And she's a monster...
"The real solution to outsourcing
Equipping all of America's students to compete
Marshall Loeb writes: (CBS.MW) -- Beneath the passionate debate over U.S. companies outsourcing jobs to low-wage foreign workers in far-off countries lies a new and worrisome truth: They're gaining on us.
People in the Third World are rapidly acquiring the skills and knowledge needed to close the gap in the great competitive race against the U.S. It is the race to win -- and hold -- markets around the world.
Robert Hormats, vice chairman (International) of Goldman, Sachs, sums up the issue: "Historically, developing countries have been competing against us on the basis of cheap wages. Now, increasingly, they are competing against us on the basis of high-quality goods. We don't have much alternative to raising the quality of our work force. The answer to the challenge of outsourcing is to address the problems of education and training that we have at home."
In other words, the way to combat outsourcing is not to slap tariffs or import quotas on foreign goods, not to bar U.S. companies from producing their goods and services as efficiently and inexpensively as they can, but to equip American students with the skills and knowledge required to beat the competition in the Darwinian global economy.
That is being done -- but only for part of America's students. U.S. universities are unquestionably the world's best -- not only those of the Ivy League and other elite private schools, but also good old State U. They attract striving students from the world over.
Many suburban and private high schools and primary schools also rank high.
Too many left behind
But not so the public schools in a distressing number of America's big cities and rural communities. The hard truth is that too many of them have produced a generation of semiliterate students.
As our economy grows more competitive and complex, the U.S. is rapidly -- and perhaps dangerously -- becoming two nations.
One America is educated, skilled, confident, secure, equipped to compete in the new global economy. But the other America is undereducated, unskilled, demoralized. Its people, in the urban ghettos and the rural hollows, fall farther and farther behind.
One of our nation's basic challenges is to find the means for the American underclass to lift themselves out of their economic and educational slough. The harsh reality is that many of our public primary and secondary schools are just not educating our young people to get jobs and hold onto them, or even to begin to cope with the increasingly complicated demands of the modern, global economy. Until they do, outsourcing will be a major migraine.
We are not going to end this crisis simply by throwing money at it. But if you think we, the people, can solve it without spending more tax money, think again:
We will have to lengthen the time that the schools are kept open, perhaps from 7 a.m. to 6 p.m. every working day and for a full 12 months every year. We will have to give millions of American kids a place to go and something constructive to do while both of their parents work.
We will have to put a higher premium on being a schoolteacher and we'll have to give that job a loftier status, as it now has in Europe, Asia and elsewhere abroad.
We will have to make teachers more accountable for their work. The educational system must be far more willing to weed out ineffective teachers and reward the superior ones.
We will have to adopt national standards for our students to meet and national testing to measure their performance.

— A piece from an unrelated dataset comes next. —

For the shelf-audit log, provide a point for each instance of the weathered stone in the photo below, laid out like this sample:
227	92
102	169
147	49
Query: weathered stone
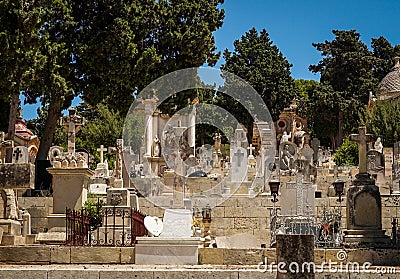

The key reason is that if and when they get their jobs, they will be competing not so much against workers in the next town or the nearest big city or the next state but against workers from just about any part of the world.
At the elementary school and high school level, we are not winning the education competition. Goldman Sachs's Hormats points out that when essentially the same math and science tests are given to students from many countries, the U.S. typically hovers around the middle. When compared with students from European and Asian countries, the U.S. ranks low.
Business must lead
If this situation is to be rescued, private business must help take the lead in improving public schools. Business has the talent, the treasure and, yes, the political influence to help change our schools in a most dramatic way.
As an opening step, our business leaders -- those who do the hiring -- should speak up. They need to tell local education officials just what sort of training graduates will need in order for companies to hire them. We need graduates who have a firm grounding in four basic subjects: reading, writing, mathematics and computer sciences.
We are entering an era when whole countries and individual companies will be valued and rewarded according to the quality and exercise of their brainpower. The most valuable form of capital will be human capital, the intelligence and ideas, the resourcefulness and industriousness of a nation's people.
Companies and other institutions will climb or fall along with their ability to seize upon new ideas, to carve out and capture new markets, to invest wisely in research, and to turn research into useful, marketable, urgently demanded goods and services and to make steady, incremental, day-to-day improvements in their products and services. Steadily improving education will go far to create all that.
As Hormats says, "Either we rise or we sink. Every time we have faced global competition, we have prevailed. There is no reason why we can't do it this time."